New
Dentsu Ventures in Japan
by David Kilburn
The palpitations that WPP’s
acquisition of Y&R caused for Dentsu were soon allayed when Sir
Martin gallantly wrote giving wholehearted support for the Dentsu
Young & Rubicam joint venture, which handles much of Dentsu’s
business across Asia.
Dentsu’s management could
then return to practising the skills they know best building market
share in Japan. This has more than the usual urgency. With an IPO
due towards the end of 2001, it is especially important to Dentsu to
show solid revenue growth in the run up to the offering. With the
domestic market flat, or in slow decline, market share growth of at
least one point and preferably two for 2000 and 2001 is desirable.
Since Dentsu already has
roughly a 24% share of Japan’s £23.7 Billion advertising market,
any increase in share will inevitably cause pain to other agencies.
Two developments in the past
month should help Dentsu on its way.
At the start of June, Dentsu
formed a new joint venture agency with NTT DoCoMo, a Dentsu client
and the dominant force in Japan’s mobile voice and wireless
Internet markets. Called D2, the agency doubles as a media
representative and is the sole route for advertisers wishing to
advertise on I-mode, DoCoMo’s wireless Internet service. I-mode
currently has about 7.1 million subscribers and is expected to have
13 million by year-end. D2 is expected to take a 10% share of Japan’s
Internet advertising spend during its first year. Since neither of
DoCoMo’s rivals has yet accumulated enough subscribers to make
their own wireless Internet services viable as advertising media, D2
becomes the gateway for all wireless Internet advertising in Japan.
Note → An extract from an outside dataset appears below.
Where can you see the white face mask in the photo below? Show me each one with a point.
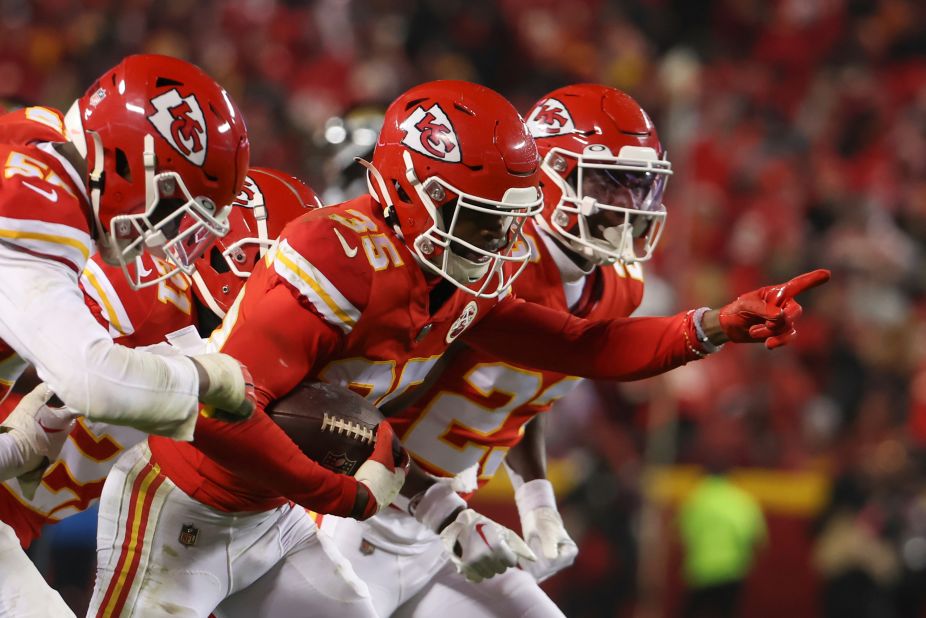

Dentsu’s 46% equity share of D2 should help consolidate its
leadership position in the fast-growing Internet advertising market
in Japan.
A short while later, BCOM3
announced they were merging their Leo and D’Arcy shops in Japan to
create a new agency, Beacon, in which Dentsu will take a significant
minority interest (in addition to its 20% stake in BCOM3). According
to Phil Rubel, president of Beacon, the new agency will bill Yen 45
Billion at outset and aims to join Japan’s top ten within three
years. Such growth targets call for the agency to increase its
billings by about 50%.
Rubel believes Beacon creates
a new and highly competitive force in Japan’s advertising industry
"Not only international companies want their brands in Japan
treated by Global Standards, so now do the majority of domestic
Japanese clients. What they don’t want to lose are the tactical
advantages of working with very large Japanese agencies. We can now
offer a unique alternative we have the combination of two
sophisticated agencies long established in Japan that are
international and the unparalleled resources of Dentsu’s Japan’s
largest agency," Rubel said.
Beacon’s official launch
date is October 1st, by when STARCOM are also expected to start-up
in Japan.
The net effect of both
initiatives should be to increase Dentsu’s market share on an
equity-adjusted basis by almost 2% by the end of 2001. The squeeze
on other agencies has already begun, working as a troika, Dentsu,
Burnett, and D’Arcy have already prized Coca Cola’s canned
coffee account and Polaroid from Hakuhodo.